Until then, Natalie didn’t know about the sordid family history. Once the door opened, though, I filled in the blanks and provided the backstories. It helped having the therapist there; I think it gave me courage. Without realizing it, as I told the story, I glossed over the details of my own life. I wasn’t fully aware of what I had been avoiding until the therapist suggested I tell Natalie about some of the problems I had growing up.

On the one hand, I was like “where do I start?” On the other, I was horrified of exposing all the truly rotten, self-destructive things I’d done and admitting that I wasn’t the perfect person I wanted to be for my daughter. At that point, the therapist asked if I really believed she thought I was perfect. I looked over at her. She made the cutest face and shrugged, as if to say, “Mom, you can stop pretending. I know you aren’t perfect.”

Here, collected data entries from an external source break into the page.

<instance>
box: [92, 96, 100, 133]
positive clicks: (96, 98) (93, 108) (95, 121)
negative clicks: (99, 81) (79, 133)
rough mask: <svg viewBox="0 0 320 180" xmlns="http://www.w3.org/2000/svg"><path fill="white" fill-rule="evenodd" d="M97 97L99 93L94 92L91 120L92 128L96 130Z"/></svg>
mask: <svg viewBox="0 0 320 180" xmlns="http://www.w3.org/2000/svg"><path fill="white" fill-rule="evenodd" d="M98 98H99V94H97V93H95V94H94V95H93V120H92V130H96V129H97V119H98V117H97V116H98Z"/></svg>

Part of me wanted to laugh at all the effort I’d wasted pretending to be someone I wasn’t, especially since it was obvious to everyone but me that I wasn’t perfect, and another part of me felt what it must be like when you jump out of a plane when skydiving for the first time. My stomach was in a knot, and I wasn’t sure I really wanted to take the plunge, yet I knew I’d be better off for it.

It came down to Natalie. This was my chance to break the pattern, to put three generations of secrets, shame, and personal shit on the table so she would be aware of it, make better decisions, and ultimately be spared having to go down the same self-destructive avenue. So I went for it. I told her about my fear of syphilis, the drug abuse, my two abortions, and more. It was as if I opened a box of keepsakes, but instead of trinkets, glass beads, ribbons, it was filled with pain, misery, anger, embarrassment, shame, and grief.

Telling my daughter those things was one of the most painful experiences of my life, and also one of the best and most profound. When I finished, I felt like my soul was exposed and vulnerable in a way it had never been in front of my child. All the pain, fear, and self-hate I’d ever tried to escape was flapping in the breeze, like laundry on the line. I’d claimed every bit of it. Then I looked into Natalie’s eyes for a response. They were as wet and red as mine. Unprompted, she got out of her chair, walked over to me, and gave me the hug of a lifetime.

“Mom, I know you shared all those stories so I wouldn’t have to go through the same things,” she said. “I understand.”

“You do?”

She nodded.

“I just want to say thank you so much. And I love you even more.”

That left just one person whose love I needed, and I was working on her.